The sale was small compared with Strategy’s total Bitcoin holdings. However, traders focused on it because the company has long presented itself as a major Bitcoin accumulator.
Cramer previously said Strategy had acted as a “key trampoline” for Bitcoin’s price. He later wrote that Saylor had “murdered Bitcoin,” drawing a response from Saylor, who called the decline “just a flesh wound.”
The exchange turned Strategy’s role in Bitcoin markets into a wider debate. Some traders questioned whether one firm had too much influence on market sentiment, while others viewed the sale as minor.
AI and SpaceX rotation adds another pressure point
AI capital demand has become one explanation for Bitcoin’s weaker performance. BitMEX co-founder Arthur Hayes has also argued that AI has absorbed a large share of new market liquidity.
Some market participants linked Bitcoin’s decline to capital rotation toward Anthropic, SpaceX and OpenAI. The argument is that large fundraising needs can compete with crypto for speculative money.
A crypto.news report said SpaceX IPO interest did not directly cause the June crash. It described the AI and IPO trade as a slow-moving pressure rather than the main trigger.
That distinction matters for Bitcoin traders.
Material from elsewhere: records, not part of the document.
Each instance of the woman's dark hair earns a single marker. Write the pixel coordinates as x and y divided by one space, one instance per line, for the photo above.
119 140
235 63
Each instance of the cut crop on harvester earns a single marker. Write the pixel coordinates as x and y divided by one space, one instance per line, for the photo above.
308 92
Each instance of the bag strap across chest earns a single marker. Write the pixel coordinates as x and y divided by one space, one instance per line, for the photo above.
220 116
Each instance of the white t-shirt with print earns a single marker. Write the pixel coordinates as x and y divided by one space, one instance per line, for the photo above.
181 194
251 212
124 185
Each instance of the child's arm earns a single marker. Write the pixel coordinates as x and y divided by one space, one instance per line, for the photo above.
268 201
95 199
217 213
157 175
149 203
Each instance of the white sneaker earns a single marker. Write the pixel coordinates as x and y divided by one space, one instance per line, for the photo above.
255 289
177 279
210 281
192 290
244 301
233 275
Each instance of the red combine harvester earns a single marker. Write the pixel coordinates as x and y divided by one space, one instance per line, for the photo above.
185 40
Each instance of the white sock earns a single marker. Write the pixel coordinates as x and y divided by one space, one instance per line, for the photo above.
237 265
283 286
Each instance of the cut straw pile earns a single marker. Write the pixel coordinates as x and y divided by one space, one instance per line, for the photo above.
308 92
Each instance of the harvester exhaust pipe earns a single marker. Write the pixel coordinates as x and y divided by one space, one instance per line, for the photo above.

Tech rotation may reduce demand over time, but sharp market moves still depend on macro news, fund flows and leverage.
Bitcoin remains tied to macro and ETF flows
crypto.news reported that the June crypto crash had several causes. These included hawkish Federal Reserve expectations, US-Iran tensions, Strategy’s 32 BTC sale, ETF outflows and leveraged liquidations.
Bitcoin also faced pressure from a long ETF outflow streak. That removed a major source of institutional demand while traders were already cutting risk.
For now, Cramer’s “bad money” comment adds to the public debate around Bitcoin’s place in portfolios. It does not change the core market test.
Bitcoin still needs stronger ETF demand, calmer macro conditions and a firm hold above the $60,000 area. Without those signals, traders may keep watching whether capital continues moving toward AI, SpaceX, Apple and Nvidia.